Mayra Flores of Texas on Tuesday became the first Mexican-born woman to be sworn into the US Congress.

“My first day in office and it sure is memorable. This is what dreams are made of: faith, family and hard work,” tweeted Mayra Flores on Tuesday.

Mayra Flores won a special election in Texas’ 34th District earlier this month to fill the seat vacated by former Democratic Rep. Filemón Vela, the first time a congressional seat has changed party since the 2020 election. a group of four candidates, two Republicans and two Democrats, in the multi-party race.

Rep. Mayra Flores is applauded by House Republicans at a news conference after being sworn in on Capitol Hill Tuesday, June 21, 2022, in Washington.
Vela left his South Texas seat in March to join a law firm and lobbyist in Washington. Flores will serve the remainder of his term, until January.

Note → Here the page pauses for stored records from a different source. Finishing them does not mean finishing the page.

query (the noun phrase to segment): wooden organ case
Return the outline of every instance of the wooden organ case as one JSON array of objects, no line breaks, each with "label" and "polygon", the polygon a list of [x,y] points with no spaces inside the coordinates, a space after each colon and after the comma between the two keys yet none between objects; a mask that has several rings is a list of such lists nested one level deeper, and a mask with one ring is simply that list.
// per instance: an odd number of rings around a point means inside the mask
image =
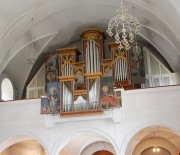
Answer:
[{"label": "wooden organ case", "polygon": [[[81,61],[78,61],[77,48],[57,49],[61,116],[101,113],[101,82],[104,77],[112,78],[113,88],[133,88],[128,51],[110,43],[111,58],[104,59],[104,35],[101,30],[86,29],[82,31],[81,38]],[[103,94],[103,102],[114,103],[113,93],[109,94]]]}]

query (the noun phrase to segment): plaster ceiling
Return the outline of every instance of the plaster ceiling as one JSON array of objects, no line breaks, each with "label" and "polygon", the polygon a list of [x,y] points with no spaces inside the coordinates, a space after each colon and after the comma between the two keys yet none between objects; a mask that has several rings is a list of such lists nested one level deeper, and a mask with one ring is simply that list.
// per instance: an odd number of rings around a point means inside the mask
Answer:
[{"label": "plaster ceiling", "polygon": [[[153,143],[153,145],[157,143],[158,145],[161,141],[172,145],[178,152],[180,151],[180,136],[168,128],[155,126],[145,128],[135,134],[128,145],[127,152],[132,154],[133,151],[139,151],[139,148],[142,149],[143,146],[147,144],[151,147],[151,143]],[[169,148],[167,147],[166,149],[168,150]]]},{"label": "plaster ceiling", "polygon": [[[142,25],[141,40],[156,48],[173,71],[180,71],[180,1],[125,0],[124,3],[130,14],[135,6],[135,16]],[[9,74],[22,91],[33,67],[26,61],[32,42],[33,55],[39,58],[44,52],[79,41],[84,28],[105,31],[119,5],[120,0],[1,0],[0,74],[3,71]]]}]

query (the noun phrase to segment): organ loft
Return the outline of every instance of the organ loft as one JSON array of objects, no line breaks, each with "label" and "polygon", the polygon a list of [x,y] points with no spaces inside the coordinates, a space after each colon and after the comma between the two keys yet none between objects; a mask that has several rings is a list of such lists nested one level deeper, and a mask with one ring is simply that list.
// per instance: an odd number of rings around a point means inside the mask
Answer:
[{"label": "organ loft", "polygon": [[[119,49],[116,43],[108,44],[111,58],[104,59],[105,37],[101,30],[86,29],[81,38],[81,53],[76,47],[61,48],[57,49],[56,57],[49,56],[46,61],[46,79],[58,77],[58,80],[46,80],[47,92],[50,90],[48,85],[58,83],[55,112],[62,116],[100,113],[104,108],[120,107],[119,88],[133,89],[132,79],[138,74],[133,75],[132,70],[139,73],[137,63],[141,59],[135,60],[135,55]],[[81,61],[78,59],[80,54]],[[133,69],[132,65],[136,67]],[[140,74],[138,76],[142,78]]]}]

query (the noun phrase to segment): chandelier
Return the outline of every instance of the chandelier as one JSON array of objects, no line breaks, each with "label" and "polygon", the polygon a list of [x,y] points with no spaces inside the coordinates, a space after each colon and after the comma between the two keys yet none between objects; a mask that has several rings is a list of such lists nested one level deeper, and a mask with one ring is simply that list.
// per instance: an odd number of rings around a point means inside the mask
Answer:
[{"label": "chandelier", "polygon": [[160,152],[160,148],[158,146],[154,146],[152,150],[153,150],[154,153],[155,152]]},{"label": "chandelier", "polygon": [[117,13],[118,15],[110,20],[106,32],[109,36],[115,37],[115,42],[119,44],[120,49],[125,47],[126,50],[129,50],[131,43],[136,38],[136,34],[141,30],[141,26],[135,16],[128,14],[128,9],[123,4],[123,0],[121,0]]}]

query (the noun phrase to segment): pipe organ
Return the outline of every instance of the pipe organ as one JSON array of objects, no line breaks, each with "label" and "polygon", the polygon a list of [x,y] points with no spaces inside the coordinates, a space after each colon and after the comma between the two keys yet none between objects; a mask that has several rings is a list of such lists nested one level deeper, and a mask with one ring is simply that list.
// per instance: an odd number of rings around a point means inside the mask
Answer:
[{"label": "pipe organ", "polygon": [[111,57],[114,61],[112,74],[114,85],[116,87],[130,86],[131,76],[128,51],[125,50],[125,48],[119,49],[118,45],[115,43],[110,43],[109,48],[111,50]]},{"label": "pipe organ", "polygon": [[[104,35],[96,28],[82,31],[82,60],[77,48],[57,49],[61,115],[101,112],[102,104],[113,106],[120,97],[113,88],[131,85],[131,63],[127,50],[109,44],[111,58],[104,59]],[[108,77],[103,85],[102,79]],[[112,79],[112,80],[108,80]],[[107,84],[109,82],[109,84]],[[112,84],[111,84],[112,83]],[[107,86],[112,86],[108,90]],[[101,88],[103,86],[103,88]],[[131,87],[133,88],[133,87]],[[103,99],[102,99],[103,95]],[[103,103],[102,103],[103,102]]]}]

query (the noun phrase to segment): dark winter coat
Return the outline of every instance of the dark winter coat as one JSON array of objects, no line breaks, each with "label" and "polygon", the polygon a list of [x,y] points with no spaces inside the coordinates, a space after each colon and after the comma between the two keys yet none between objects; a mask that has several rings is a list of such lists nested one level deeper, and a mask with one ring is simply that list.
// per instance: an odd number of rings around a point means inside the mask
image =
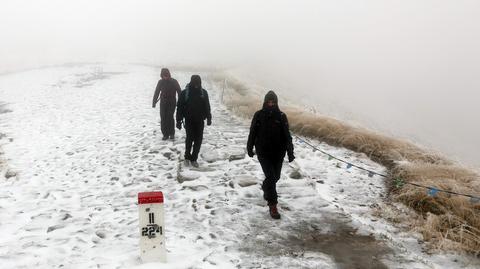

“This victory is for the people who were ignored for so long! This is a message that the establishment will no longer be tolerated! We have officially started the red wave!” wrote the Mayra Flores campaign on Facebook on the night of June 14 elections. Her main Democratic opponent, Dan Sanchez, conceded defeat to her that same night.

Short passage through Congress?

But Mayra Flores’s stay on Capitol Hill could be brief: She will run for a full term in November against Democratic Rep. Vicente González, who is moving out of the 15th congressional district. The redrawn 34th District is considerably friendlier to Democrats: while now President Joe Biden won the seat under its current lines by 4 points in 2020, he would have won the new version by around 16 points.

Mayra Flores benefited from significant investment by Republicans nationally and relative indifference from Democrats, who were outspent more than 20 to 1. Republicans had focused on the race as part of an effort to project growing strength with moderate and conservative Hispanic voters in South Texas.

Last week, the Republican National Congressional Committee called Flores’ victory a “model for success in South Texas,” according to a memo obtained by Citizen Free Press.

Democratic disappointment

Before last week’s election, the Democratic Congressional Campaign Committee had said it believed Democrats would hold the seat in the fall.

“A Democrat will represent TX-34 in January. If Republicans spend money on a seat that’s out of their league in November, great,” Democratic Congressional Campaign Committee spokeswoman Monica Robinson told Citizen Free Press before the meeting. special election. The committee got in late in the race, spending $100,000 on digital ads earlier this month.

The lack of support for Sánchez frustrated González, who had told Politico weeks ago that “it would be a tragedy” if the seat were dyed red for some time. In a statement ahead of the June 14 election results, he welcomed the late interest in the race but demanded more.

“I’m pleased to see Democrats mobilizing around this race,” he told Citizen Free Press, “but South Texas needs sustained investment from the party.”